Dans les divers articles, les définitions du concept de « modèle théorique en didactique » sont très diverses.  S’agit-il de modèles heuristiques, donnant des outils pour analyser la complexité des pratiques ?  De modèles théoriques sorte de méga-outils allant jusqu’à des séquences didactiques modèles (Aéby Daghé) ? S’agit-il d’études et analyses des soubassements idéologiques ou didactiques de grandes « formes scolaires » reconnues, partagées et transmises dans la culture professionnelle (la dictée à l’adulte ou plus récemment les « jogging d’écriture » par exemple ?) On parlera alors (Jaubert - Rebière)  de « genres scolaires » ancrés dans l’histoire scolaire. S’agit-il de modèles « d’agir en actes » préconisés par des manuels ou plus souvent simplement inventés, mis en œuvre par une réflexion personnelle (Une question de style dirait Y. Clôt). On ne rentrera pas ici dans le débat, mais il est évident qu’il n’y a pas de consensus entre les chercheurs sur cette question de ce qu’on appelle « modèle », encore moins sur le moment - dans le parcours de formation,  faire une pause pour les questionner.
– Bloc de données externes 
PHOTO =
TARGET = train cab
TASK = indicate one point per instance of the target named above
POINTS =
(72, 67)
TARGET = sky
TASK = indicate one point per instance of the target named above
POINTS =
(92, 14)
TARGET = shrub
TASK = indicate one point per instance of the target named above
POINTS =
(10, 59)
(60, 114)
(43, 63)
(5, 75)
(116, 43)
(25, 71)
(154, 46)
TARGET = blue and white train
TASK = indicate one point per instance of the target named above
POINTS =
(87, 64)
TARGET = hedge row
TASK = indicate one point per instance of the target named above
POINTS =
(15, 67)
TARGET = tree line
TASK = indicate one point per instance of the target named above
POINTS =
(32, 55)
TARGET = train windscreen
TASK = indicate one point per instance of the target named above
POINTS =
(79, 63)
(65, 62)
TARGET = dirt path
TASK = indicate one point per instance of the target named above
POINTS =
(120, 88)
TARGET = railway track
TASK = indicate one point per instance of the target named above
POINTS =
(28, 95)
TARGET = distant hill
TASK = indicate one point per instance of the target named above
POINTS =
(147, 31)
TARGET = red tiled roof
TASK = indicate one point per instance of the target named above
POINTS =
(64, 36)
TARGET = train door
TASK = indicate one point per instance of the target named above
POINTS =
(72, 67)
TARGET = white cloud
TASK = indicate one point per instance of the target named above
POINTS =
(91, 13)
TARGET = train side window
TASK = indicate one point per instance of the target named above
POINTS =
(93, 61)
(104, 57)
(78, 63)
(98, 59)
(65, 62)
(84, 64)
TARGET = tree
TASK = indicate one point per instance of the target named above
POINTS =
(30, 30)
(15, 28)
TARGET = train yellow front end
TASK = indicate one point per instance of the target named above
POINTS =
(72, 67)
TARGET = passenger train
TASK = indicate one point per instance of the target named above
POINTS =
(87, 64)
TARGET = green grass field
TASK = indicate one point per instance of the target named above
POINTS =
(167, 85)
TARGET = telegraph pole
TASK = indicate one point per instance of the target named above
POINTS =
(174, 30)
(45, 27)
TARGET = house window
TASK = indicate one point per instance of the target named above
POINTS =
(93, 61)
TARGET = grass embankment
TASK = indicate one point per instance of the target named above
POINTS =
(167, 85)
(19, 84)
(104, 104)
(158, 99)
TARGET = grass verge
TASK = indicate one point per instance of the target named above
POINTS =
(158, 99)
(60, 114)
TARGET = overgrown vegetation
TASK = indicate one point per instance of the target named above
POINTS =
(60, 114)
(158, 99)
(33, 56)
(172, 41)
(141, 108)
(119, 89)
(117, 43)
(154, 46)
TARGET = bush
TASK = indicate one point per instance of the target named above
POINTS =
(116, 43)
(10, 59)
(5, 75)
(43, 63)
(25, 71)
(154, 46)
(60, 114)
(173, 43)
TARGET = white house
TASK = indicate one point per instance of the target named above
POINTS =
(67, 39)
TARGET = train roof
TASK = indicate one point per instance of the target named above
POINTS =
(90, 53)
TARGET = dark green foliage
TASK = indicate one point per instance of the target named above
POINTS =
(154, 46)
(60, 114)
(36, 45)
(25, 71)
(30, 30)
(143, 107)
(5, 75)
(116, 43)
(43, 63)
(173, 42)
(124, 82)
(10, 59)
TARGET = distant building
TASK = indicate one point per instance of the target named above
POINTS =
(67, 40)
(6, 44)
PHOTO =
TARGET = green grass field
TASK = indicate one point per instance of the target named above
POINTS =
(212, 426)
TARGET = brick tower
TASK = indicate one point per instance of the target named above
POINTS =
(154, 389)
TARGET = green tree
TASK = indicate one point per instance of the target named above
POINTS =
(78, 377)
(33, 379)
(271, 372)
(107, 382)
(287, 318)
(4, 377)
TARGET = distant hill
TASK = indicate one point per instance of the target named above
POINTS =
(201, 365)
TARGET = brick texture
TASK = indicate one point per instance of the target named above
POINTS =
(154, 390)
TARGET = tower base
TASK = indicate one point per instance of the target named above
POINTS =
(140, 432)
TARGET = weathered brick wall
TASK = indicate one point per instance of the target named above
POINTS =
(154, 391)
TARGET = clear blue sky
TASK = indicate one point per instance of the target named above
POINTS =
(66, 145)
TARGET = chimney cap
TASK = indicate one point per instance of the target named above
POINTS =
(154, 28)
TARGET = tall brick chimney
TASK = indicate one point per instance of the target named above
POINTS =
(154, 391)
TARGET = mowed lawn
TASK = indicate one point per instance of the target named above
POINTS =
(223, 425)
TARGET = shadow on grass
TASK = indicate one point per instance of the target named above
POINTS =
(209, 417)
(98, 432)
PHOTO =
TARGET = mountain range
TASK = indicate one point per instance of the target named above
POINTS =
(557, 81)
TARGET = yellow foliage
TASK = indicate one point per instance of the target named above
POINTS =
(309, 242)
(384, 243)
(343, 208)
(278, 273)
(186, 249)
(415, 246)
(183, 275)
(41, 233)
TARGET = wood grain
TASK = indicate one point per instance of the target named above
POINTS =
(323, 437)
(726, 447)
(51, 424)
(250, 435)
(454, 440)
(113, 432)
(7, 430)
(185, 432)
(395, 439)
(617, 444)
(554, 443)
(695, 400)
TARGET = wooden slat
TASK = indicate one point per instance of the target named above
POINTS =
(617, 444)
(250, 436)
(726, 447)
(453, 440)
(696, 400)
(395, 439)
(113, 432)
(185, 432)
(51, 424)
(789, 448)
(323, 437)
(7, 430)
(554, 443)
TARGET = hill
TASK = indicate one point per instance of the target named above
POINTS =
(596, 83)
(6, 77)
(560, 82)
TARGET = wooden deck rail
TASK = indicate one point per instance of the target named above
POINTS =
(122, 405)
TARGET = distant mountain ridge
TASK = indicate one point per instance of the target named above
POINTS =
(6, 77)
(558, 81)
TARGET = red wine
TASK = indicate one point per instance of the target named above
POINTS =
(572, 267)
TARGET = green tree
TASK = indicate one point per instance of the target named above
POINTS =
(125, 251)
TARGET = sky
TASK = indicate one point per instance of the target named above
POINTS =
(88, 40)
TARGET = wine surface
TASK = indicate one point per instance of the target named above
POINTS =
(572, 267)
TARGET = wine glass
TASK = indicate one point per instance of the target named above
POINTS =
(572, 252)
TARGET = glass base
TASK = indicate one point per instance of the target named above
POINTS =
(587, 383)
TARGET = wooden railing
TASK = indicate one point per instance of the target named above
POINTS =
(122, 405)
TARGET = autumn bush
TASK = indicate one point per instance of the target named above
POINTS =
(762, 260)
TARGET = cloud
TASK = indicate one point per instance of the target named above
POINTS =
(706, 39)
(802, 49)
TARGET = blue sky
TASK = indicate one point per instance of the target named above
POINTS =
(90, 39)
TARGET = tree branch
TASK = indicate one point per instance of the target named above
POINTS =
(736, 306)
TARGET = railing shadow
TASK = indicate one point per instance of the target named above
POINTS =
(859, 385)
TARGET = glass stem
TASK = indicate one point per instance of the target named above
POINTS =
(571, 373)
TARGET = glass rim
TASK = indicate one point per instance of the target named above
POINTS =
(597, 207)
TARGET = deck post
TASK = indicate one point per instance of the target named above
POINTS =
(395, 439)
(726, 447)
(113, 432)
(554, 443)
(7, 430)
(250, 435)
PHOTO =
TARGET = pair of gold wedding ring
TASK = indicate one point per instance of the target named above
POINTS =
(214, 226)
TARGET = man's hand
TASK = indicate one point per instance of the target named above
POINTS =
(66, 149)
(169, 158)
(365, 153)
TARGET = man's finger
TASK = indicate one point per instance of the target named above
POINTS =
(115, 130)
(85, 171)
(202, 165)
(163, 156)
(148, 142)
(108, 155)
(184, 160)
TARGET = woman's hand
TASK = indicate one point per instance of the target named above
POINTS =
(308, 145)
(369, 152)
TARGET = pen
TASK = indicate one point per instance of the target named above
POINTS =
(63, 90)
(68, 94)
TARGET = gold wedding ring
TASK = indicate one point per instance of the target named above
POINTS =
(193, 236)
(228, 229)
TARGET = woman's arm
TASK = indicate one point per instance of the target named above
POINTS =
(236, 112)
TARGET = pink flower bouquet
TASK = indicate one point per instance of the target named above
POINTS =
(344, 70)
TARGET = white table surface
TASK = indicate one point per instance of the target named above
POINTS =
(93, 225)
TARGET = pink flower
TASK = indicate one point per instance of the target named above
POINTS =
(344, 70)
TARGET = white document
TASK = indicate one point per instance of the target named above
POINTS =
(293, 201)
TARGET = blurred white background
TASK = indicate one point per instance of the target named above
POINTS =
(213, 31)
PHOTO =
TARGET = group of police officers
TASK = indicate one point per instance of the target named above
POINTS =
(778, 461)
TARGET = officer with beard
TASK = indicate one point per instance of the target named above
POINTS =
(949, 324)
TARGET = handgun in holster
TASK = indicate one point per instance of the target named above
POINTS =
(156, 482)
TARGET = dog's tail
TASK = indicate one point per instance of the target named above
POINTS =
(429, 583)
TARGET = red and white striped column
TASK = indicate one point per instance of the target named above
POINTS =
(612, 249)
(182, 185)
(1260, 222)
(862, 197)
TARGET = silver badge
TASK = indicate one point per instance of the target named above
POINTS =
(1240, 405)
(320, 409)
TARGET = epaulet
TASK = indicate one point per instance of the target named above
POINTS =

Des apories graves dans la formation

 Plusieurs critiques concernant la formation se dégagent de ces travaux. Plusieurs articles soulignent la nécessité de combler des insuffisances graves de savoirs essentiels et larges en sciences du langage, en histoire de la discipline français. Combler aussi le manque de formation nécessaire pour tous les enseignants quelle que soit leur discipline quant aux usages des langages disciplinaires. Une préconisation pourtant inscrite depuis longtemps dans le cadre du socle commun de compétences et de savoirs. Des apories considérables sur la didactique de la littérature. Elles sont manifestes dans les pratiques observées et les représentations sur les apports, la place de la littérature dans les développements conjoints qu’elle permet, dès la maternelle : langagier, identitaire, imaginatif, psycho-affectif, culturel, créatif. Autant de manques, d’outils premiers de la « conscience disciplinaire »   chez les débutants comme chez les experts, qu’il est urgent de combler. .

Une question vive : quelle place, pistes,  pour la recherche aujourd’hui en formation initiale et continue ?

Reprenant l’image du saumon qui remonte aux sources, quelques articles s’interrogent sur la manière dont la recherche peut et doit contribuer au développement d’une conscience disciplinaire,  réflexive, nouvelle et engagée des enseignants. Quels apports nécessaires en amont de l’expérience, pour ne pas se noyer dans le premier trou d’eau, quels accompagnements à côté, en retrait, en écoute, en outils d’analyses proposés pour surmonter, sécuriser les débutants devant les diverses tensions institutionnelles, collectives, théoriques etc. ? (Gerlaud,  Elalouf, Lopez). Quelle nouvelle conception de l’empan de la didactique du français, ses divers acteurs, ses finalités ? Quelle définition nouvelle à construire de cette spécificité complexe, en germe, de la didactique des langages, qui font de nous des humains capables de penser, imaginer,  communiquer, vivre, (à peu près ) ensemble. Un beau chantier à ouvrir de recherches collaboratives entre chercheurs et enseignants.